Friday

THE 100 SINGLES YOU MUST OWN

90. BO DIDDLEY : Who Do You Love?/ I'm Bad (1957)
With a, " cobra snake for a neck tie", a skull for a chimney and a surreal line in loony braggadocio, this 78rpm smash is just one way the former Otha Ellas Bates staked out his position as a colossus of rock'n'roll. Accelerating his widely imitated, "shave-and-a-haircut two-bits" rhythm to freight train speed, and spreading Jody Williams' fuzzy machine-shop guitar and Jerome Green Latin-voodoo maracas over the top, Bo asks his lady Arlene, "Who's it to be, him or me?" to shattering effect. On the flip, I'm Bad sees Bo still swagering like a cuddly blues golem of myth.
Availability: His Best CHESS CD
89. GEORGE JONES: White Lightning/ Window Up Above (1959)

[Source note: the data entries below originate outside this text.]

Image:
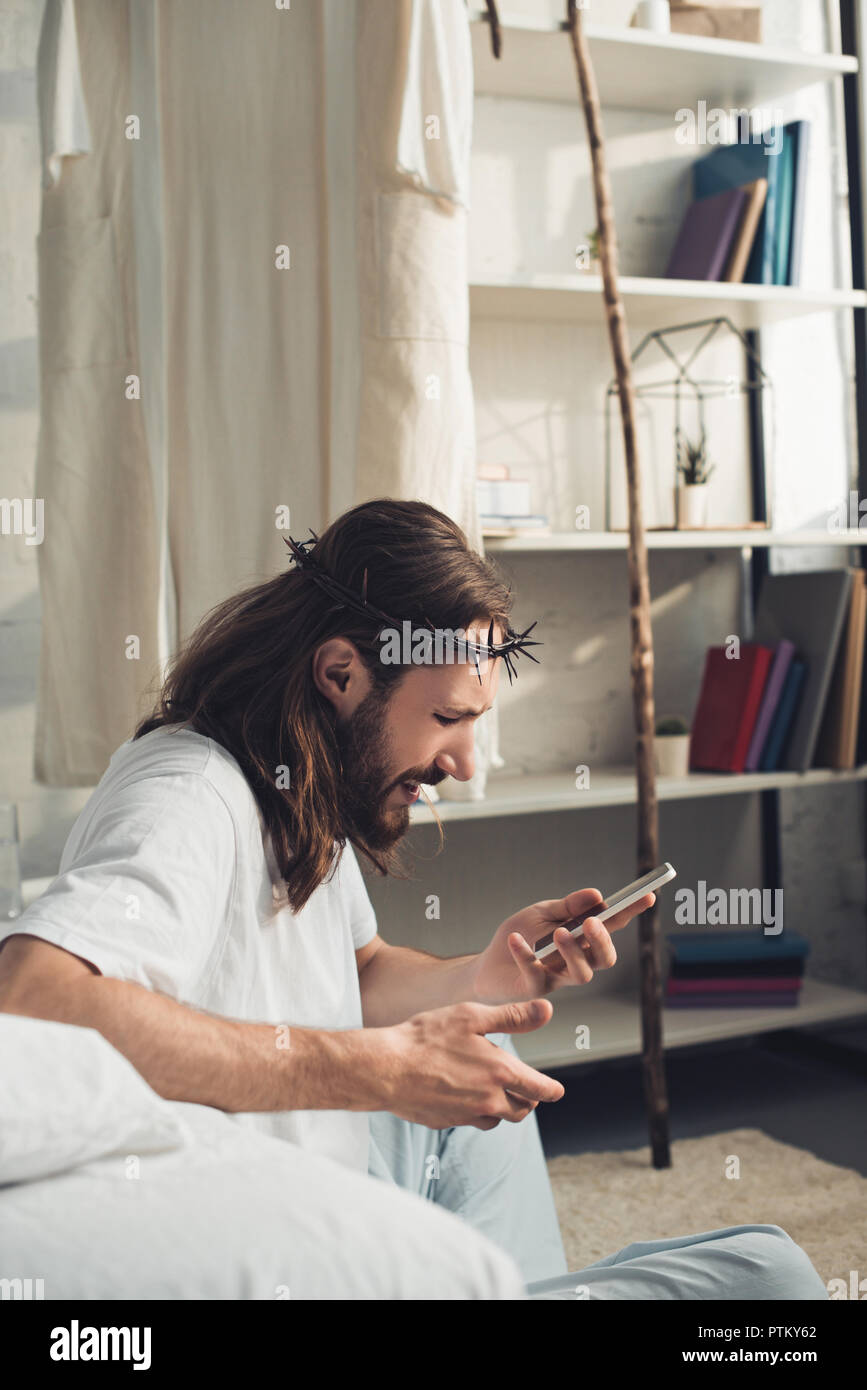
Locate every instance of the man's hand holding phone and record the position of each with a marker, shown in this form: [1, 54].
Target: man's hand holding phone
[509, 969]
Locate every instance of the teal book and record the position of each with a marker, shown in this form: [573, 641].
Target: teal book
[774, 748]
[731, 166]
[785, 203]
[745, 944]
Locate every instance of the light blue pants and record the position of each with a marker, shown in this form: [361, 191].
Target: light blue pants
[498, 1182]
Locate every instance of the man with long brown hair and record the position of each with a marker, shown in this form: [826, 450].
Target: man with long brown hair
[210, 918]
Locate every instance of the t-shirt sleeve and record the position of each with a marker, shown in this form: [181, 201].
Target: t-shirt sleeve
[146, 893]
[361, 916]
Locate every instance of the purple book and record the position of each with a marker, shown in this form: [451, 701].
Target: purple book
[777, 1000]
[706, 236]
[782, 659]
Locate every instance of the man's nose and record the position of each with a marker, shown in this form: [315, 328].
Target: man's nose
[459, 758]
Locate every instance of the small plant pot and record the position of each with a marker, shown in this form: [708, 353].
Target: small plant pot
[691, 506]
[671, 752]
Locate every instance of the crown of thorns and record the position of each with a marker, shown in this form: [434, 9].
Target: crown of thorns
[516, 644]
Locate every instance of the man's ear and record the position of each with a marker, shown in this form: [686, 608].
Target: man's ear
[339, 674]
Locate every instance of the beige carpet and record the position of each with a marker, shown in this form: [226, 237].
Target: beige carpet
[605, 1201]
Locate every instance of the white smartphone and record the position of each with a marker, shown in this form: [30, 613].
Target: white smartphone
[610, 906]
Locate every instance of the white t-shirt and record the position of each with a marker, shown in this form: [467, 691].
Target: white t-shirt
[166, 880]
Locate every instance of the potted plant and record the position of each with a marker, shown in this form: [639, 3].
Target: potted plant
[694, 469]
[671, 747]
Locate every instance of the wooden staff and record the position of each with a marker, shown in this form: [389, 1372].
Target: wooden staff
[641, 637]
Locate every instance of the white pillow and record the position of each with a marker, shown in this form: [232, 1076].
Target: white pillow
[67, 1096]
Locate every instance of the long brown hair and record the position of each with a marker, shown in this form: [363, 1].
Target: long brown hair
[243, 677]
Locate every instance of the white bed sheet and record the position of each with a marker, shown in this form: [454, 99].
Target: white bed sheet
[236, 1214]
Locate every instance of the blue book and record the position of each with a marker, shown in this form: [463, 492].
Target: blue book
[731, 166]
[785, 202]
[744, 944]
[784, 717]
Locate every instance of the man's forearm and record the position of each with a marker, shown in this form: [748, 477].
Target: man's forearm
[399, 982]
[188, 1055]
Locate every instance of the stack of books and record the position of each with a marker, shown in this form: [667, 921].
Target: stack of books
[503, 503]
[728, 969]
[794, 697]
[745, 223]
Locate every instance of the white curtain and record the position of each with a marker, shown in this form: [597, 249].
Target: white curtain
[246, 319]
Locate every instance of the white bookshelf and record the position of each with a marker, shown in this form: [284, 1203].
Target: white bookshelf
[694, 540]
[614, 1023]
[638, 70]
[650, 302]
[659, 74]
[530, 794]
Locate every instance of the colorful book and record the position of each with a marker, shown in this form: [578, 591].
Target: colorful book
[745, 238]
[739, 944]
[775, 745]
[777, 968]
[731, 1001]
[782, 659]
[810, 610]
[785, 202]
[706, 238]
[735, 984]
[728, 706]
[732, 166]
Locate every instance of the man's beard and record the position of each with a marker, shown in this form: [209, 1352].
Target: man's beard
[364, 784]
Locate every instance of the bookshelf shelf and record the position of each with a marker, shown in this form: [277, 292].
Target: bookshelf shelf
[532, 792]
[614, 1023]
[641, 71]
[650, 302]
[734, 540]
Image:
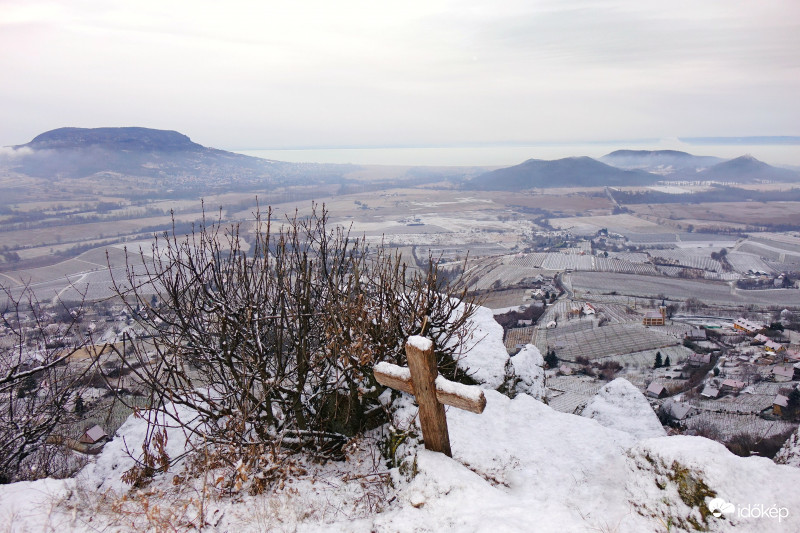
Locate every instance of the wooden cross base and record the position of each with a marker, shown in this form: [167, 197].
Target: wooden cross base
[432, 391]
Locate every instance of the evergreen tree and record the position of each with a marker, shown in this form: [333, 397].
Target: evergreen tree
[659, 362]
[551, 359]
[793, 404]
[80, 407]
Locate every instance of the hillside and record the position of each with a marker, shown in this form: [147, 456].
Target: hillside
[671, 163]
[747, 168]
[570, 171]
[142, 152]
[518, 466]
[121, 139]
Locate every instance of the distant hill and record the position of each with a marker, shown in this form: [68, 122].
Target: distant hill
[668, 163]
[571, 171]
[143, 152]
[747, 168]
[141, 139]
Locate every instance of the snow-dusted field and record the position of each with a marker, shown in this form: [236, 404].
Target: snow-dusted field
[519, 466]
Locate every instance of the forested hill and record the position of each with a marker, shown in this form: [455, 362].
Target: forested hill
[141, 152]
[567, 172]
[141, 139]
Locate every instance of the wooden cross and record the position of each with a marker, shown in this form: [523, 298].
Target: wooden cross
[432, 391]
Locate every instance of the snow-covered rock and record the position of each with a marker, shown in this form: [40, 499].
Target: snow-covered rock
[483, 353]
[528, 367]
[620, 405]
[790, 452]
[521, 466]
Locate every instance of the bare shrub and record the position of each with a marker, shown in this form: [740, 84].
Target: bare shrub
[36, 385]
[747, 444]
[274, 345]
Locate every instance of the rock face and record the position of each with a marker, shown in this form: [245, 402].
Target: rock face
[620, 405]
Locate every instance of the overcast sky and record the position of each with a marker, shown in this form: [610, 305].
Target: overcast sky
[268, 74]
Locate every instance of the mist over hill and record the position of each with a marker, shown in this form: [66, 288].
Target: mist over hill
[144, 152]
[748, 168]
[570, 171]
[673, 164]
[664, 162]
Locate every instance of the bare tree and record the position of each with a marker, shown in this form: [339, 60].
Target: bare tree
[271, 340]
[36, 381]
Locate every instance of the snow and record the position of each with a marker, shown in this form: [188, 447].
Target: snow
[620, 405]
[790, 452]
[395, 371]
[483, 353]
[468, 392]
[33, 505]
[422, 344]
[529, 369]
[518, 466]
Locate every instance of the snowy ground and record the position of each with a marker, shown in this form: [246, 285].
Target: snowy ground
[518, 466]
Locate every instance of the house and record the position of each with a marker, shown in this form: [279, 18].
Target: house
[751, 328]
[774, 347]
[762, 338]
[732, 385]
[697, 334]
[699, 359]
[780, 403]
[676, 410]
[655, 318]
[656, 390]
[93, 439]
[783, 373]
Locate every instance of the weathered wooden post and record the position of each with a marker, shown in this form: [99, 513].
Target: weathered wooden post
[432, 391]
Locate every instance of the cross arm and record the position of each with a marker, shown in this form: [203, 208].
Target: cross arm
[468, 397]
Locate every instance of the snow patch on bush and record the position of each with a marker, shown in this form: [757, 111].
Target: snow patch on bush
[483, 354]
[529, 369]
[620, 405]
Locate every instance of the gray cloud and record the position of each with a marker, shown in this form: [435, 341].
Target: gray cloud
[361, 73]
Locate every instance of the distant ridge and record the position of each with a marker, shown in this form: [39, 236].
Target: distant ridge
[748, 168]
[570, 171]
[671, 163]
[133, 151]
[133, 138]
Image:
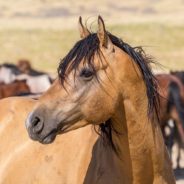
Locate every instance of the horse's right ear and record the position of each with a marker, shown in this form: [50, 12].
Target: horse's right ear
[84, 32]
[103, 36]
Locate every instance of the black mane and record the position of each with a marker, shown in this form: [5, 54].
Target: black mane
[86, 49]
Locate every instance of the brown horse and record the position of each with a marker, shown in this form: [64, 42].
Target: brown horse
[24, 161]
[24, 66]
[14, 89]
[108, 84]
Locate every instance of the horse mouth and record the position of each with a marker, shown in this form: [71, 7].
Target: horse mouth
[49, 138]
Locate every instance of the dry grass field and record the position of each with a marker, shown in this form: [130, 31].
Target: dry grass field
[43, 31]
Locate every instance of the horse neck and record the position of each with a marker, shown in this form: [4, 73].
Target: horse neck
[139, 142]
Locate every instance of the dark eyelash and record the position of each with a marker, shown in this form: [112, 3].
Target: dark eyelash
[86, 72]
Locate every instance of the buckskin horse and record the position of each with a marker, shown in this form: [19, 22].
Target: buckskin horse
[108, 84]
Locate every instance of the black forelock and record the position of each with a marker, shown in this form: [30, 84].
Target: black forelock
[85, 50]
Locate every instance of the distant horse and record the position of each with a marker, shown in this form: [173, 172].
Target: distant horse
[37, 84]
[179, 74]
[14, 89]
[172, 107]
[109, 84]
[8, 73]
[24, 66]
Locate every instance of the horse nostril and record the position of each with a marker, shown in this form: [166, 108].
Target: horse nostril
[37, 124]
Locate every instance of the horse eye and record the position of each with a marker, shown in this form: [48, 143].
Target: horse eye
[87, 73]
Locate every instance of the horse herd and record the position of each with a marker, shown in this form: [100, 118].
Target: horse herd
[109, 110]
[22, 79]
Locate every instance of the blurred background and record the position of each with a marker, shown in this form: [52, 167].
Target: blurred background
[43, 31]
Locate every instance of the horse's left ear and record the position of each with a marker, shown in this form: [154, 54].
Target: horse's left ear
[102, 35]
[84, 32]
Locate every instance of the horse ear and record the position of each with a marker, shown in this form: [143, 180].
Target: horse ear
[102, 34]
[84, 32]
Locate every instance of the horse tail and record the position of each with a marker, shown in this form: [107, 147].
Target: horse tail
[176, 100]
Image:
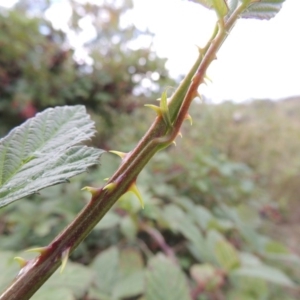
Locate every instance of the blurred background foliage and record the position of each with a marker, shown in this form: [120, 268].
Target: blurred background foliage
[220, 217]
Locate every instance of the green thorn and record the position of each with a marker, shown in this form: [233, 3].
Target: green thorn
[110, 186]
[93, 191]
[40, 250]
[120, 154]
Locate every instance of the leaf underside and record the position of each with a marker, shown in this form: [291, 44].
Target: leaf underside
[264, 9]
[44, 151]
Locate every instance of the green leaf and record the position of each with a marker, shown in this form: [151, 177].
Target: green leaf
[165, 281]
[265, 272]
[110, 220]
[264, 9]
[227, 255]
[106, 266]
[43, 152]
[130, 286]
[72, 283]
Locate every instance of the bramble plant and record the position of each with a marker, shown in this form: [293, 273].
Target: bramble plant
[44, 151]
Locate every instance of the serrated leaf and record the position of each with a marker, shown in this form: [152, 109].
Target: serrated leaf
[264, 9]
[265, 272]
[43, 152]
[165, 281]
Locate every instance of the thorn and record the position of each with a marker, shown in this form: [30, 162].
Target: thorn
[199, 96]
[157, 109]
[207, 78]
[110, 186]
[133, 188]
[93, 191]
[188, 117]
[120, 154]
[64, 259]
[201, 50]
[41, 250]
[22, 262]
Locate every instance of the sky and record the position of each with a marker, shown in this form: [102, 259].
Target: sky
[259, 59]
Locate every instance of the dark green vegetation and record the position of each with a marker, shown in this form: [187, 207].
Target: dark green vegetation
[211, 207]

Hard liquor would subsequently prove to be the bain of Nashville's most celebrated lush, but on his first country number 1 --wrtten by the Big Bopper-- Jones conveyed all the nihilistic glory of the most reckless kind of Southern drinking, not least during the verse in which a visiting city slicker takes an ill-advised slug of moonshine, and George, " heard him amoaning as he hit the ground". All told, a suitably stoopid soundtrack to a Tennessee Saturday night-- with a flip that suggests the nightmare of the next day's hangover.